Is This Differential Equation Exact or Solvable by an Integrating Factor?

[mahler1]

Homework Statement .
Solve the differential equation: $(3x^2-y^2)dy-2xydx=0$. The attempt at a solution.
I thought this was an exact differential equation. If I call $M(x,y)=-2xy$ and $N(x,y)=3x^2-y^2$, then the ODE is an exact differential equation if and only if $\frac{\partial M}{\partial y}= \frac{\partial N}{\partial x}$. Now, when I compute these two partial derivatives, $\frac{\partial M}{\partial y}=-2x$ and $\frac{\partial N}{\partial x}=6x$ which are clearly different. Am I doing something wrong or is it just that this equation is not exact?

 

[Mark44]

Homework Statement .
Solve the differential equation: $(3x^2-y^2)dy-2xydx=0$.


The attempt at a solution.
I thought this was an exact differential equation. If I call $M(x,y)=-2xy$ and $N(x,y)=3x^2-y^2$, then the ODE is an exact differential equation if and only if $\frac{\partial M}{\partial y}= \frac{\partial N}{\partial x}$. Now, when I compute these two partial derivatives, $\frac{\partial M}{\partial y}=-2x$ and $\frac{\partial N}{\partial x}=6x$ which are clearly different. Am I doing something wrong or is it just that this equation is not exact?

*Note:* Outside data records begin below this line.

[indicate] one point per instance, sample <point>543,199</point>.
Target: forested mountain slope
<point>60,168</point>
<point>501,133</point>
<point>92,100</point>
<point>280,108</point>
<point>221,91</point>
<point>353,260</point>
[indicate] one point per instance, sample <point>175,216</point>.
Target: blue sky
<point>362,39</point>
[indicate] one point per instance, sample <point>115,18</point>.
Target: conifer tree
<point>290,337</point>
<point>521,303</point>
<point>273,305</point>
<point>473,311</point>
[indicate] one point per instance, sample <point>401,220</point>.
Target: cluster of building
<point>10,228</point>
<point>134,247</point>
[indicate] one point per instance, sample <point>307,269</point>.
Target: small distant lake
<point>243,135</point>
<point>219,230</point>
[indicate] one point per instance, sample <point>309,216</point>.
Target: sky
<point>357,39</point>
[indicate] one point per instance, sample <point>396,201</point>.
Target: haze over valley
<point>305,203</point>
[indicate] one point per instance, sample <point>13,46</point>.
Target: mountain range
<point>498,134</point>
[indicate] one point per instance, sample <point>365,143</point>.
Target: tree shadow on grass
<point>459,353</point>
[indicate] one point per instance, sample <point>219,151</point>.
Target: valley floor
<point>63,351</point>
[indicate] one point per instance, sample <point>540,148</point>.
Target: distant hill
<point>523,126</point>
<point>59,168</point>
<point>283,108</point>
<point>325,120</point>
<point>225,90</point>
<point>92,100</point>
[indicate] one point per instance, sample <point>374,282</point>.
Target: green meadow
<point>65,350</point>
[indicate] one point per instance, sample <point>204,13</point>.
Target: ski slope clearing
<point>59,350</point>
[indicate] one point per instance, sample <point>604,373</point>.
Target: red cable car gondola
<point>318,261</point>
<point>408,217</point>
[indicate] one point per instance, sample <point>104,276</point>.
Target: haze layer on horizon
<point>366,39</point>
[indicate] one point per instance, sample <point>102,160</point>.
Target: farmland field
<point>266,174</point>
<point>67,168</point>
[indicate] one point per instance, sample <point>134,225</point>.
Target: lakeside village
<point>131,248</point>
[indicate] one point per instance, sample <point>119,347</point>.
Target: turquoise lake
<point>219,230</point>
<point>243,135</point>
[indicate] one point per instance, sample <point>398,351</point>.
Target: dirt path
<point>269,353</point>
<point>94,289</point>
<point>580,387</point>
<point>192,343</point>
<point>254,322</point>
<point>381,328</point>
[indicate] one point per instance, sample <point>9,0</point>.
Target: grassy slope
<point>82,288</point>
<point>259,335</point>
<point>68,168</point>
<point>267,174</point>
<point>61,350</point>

Looks to me to be not exact.

 

[mahler1]

Looks to me to be not exact.

Yes, I've looked up in an ODE textbook and I've found that you can reduce this equation to an exact differential equation by something called "the integrating factor". Thanks anyway.

 

[STEMucator]

I find it helps writing the equation like so to avoid negative sign errors:

$(3x^2-y^2)dy + (-2xy)dx=0$

I can see an integrating factor in your equation that relies only on $x$. Using this integrating factor, you might be able to turn this equation into an exact equation. Then it is easily solvable.

 

[mahler1]

I find it helps writing the equation like so to avoid negative sign errors:

$(3x^2-y^2)dy + (-2xy)dx=0$

I can see an integrating factor in your equation that relies only on $x$. Using this integrating factor, you might be able to turn this equation into an exact equation. Then it is easily solvable.

Thanks, I've been able to reduce the equation to an exact equation by finding $μ(x)$.